On July 2, 1937, US pilot Amelia Earhart crashed her Lockheed Electra aircraft somewhere over the central Pacific Ocean during her attempt to become the first woman to circumnavigate the globe. Even to this day, much of the story remains shrouded in mystery, with many people still holding onto hope that Earhart and her navigator, Fred Noonan, miraculously survived for years after.

Now, researchers have got their hands on the reports of Earhart’s unnerving last radio distress calls. As for the theory that they survived and went on to start a “new life”, it’s not looking good.

A new research paper – which has not been peer-reviewed – by the International Group for Historic Aircraft Recovery (TIGHAR) has collected all of the known reports of people who claim to have heard the fateful last radio communications in the days following Earhart’s disappearance. From Toronto to Texas, people across North America picked up on sporadic radio calls from Earhart over a period of six days, from July 2 to July 7.

“Our plane about out of gas. Water all around. Very Dark,” one of the communications said, according to one listener from Ashland, Kentucky. “Will have to get out of here. We can’t stay here long.”

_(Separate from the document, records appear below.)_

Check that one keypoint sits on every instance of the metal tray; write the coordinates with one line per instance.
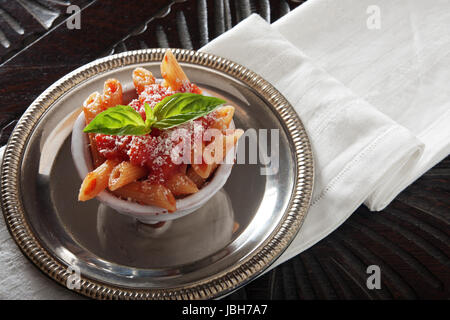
(195, 257)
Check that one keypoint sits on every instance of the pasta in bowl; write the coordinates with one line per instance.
(160, 157)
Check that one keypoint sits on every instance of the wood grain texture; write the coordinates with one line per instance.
(409, 240)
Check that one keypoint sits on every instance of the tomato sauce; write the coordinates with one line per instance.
(153, 150)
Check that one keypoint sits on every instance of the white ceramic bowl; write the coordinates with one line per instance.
(144, 213)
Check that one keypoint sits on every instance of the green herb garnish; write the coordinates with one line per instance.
(170, 112)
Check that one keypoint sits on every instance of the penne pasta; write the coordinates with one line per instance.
(96, 181)
(194, 177)
(92, 106)
(97, 158)
(112, 93)
(172, 73)
(180, 185)
(149, 194)
(125, 173)
(215, 152)
(146, 172)
(142, 78)
(223, 116)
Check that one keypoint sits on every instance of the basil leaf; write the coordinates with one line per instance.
(150, 118)
(119, 120)
(182, 107)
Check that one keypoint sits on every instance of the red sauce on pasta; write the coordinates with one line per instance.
(154, 150)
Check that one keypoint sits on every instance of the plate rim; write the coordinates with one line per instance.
(214, 286)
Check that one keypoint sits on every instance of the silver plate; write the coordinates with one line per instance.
(195, 257)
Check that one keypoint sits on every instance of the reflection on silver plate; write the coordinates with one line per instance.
(195, 257)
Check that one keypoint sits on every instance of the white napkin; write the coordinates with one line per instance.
(393, 54)
(360, 153)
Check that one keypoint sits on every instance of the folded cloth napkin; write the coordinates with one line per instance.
(393, 54)
(359, 152)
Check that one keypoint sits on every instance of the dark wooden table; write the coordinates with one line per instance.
(409, 240)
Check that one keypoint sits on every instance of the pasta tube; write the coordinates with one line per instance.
(123, 174)
(142, 78)
(96, 181)
(112, 93)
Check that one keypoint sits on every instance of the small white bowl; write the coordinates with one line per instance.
(144, 213)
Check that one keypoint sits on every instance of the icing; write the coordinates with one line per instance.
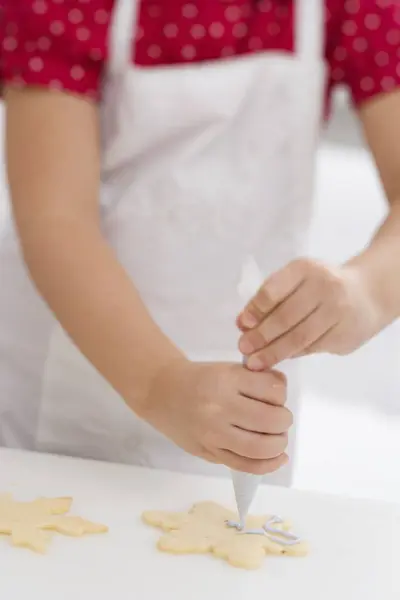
(279, 536)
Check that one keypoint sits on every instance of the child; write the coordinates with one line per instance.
(121, 304)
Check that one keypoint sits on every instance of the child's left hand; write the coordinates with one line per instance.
(304, 308)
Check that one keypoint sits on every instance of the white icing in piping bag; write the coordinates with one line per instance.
(245, 486)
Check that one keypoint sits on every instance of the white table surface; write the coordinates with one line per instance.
(355, 554)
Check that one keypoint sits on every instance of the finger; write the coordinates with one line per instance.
(287, 315)
(274, 291)
(257, 446)
(269, 386)
(295, 341)
(321, 345)
(259, 417)
(245, 465)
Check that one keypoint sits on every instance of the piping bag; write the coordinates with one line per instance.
(245, 486)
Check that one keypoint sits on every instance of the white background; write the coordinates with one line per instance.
(350, 421)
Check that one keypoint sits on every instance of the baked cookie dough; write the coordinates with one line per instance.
(210, 528)
(29, 524)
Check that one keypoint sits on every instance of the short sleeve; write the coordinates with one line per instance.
(364, 48)
(59, 44)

Based on the timing and location of the 57 credible radio signals, the report argues that the duo survived after they crashed-landed on the shores of then-uninhabited Gardner Island (aka Nikumaroro) deep in the Pacific. The plane was swamped with water and unable to send radio signals, as this relied on the aircraft’s batteries and engine. They could, therefore, only send distress calls during low tide, hence the sporadic nature of the calls.

“The harmonic receptions provided an important glimpse into the desperate scene that played out on the reef at Gardner Island,” the study explains.

Notably, this argument is totally different from the US Navy’s official conclusion, which argues that Earhart and Noonan died very quickly after crashing into the Pacific Ocean.

Either way, it appears that Earhart didn’t survive for long. By July 8, the signals were gone. According to the TIGHAR, this adds to the body of evidence that she died marooned on an island at some point in early July 1937. To add further credence to their theory, the researchers also point to the bones discovered on Gardner Island in 1940.

Still, many questions remain about the disappearance. There’s a mountain of raw evidence about the case, with dozens of researchers still investigating it, however, the story still hasn’t reached a conclusive, water-tight end chapter.

“We’re up against a public that wants a smoking gun,” Richard E Gillespie, Director at the TIGHAR, told the Washington Post. “We know the public wants, demands, something simple. And we’re also very much aware that we live in a time of rampant science denial. Nobody does nuance anymore.”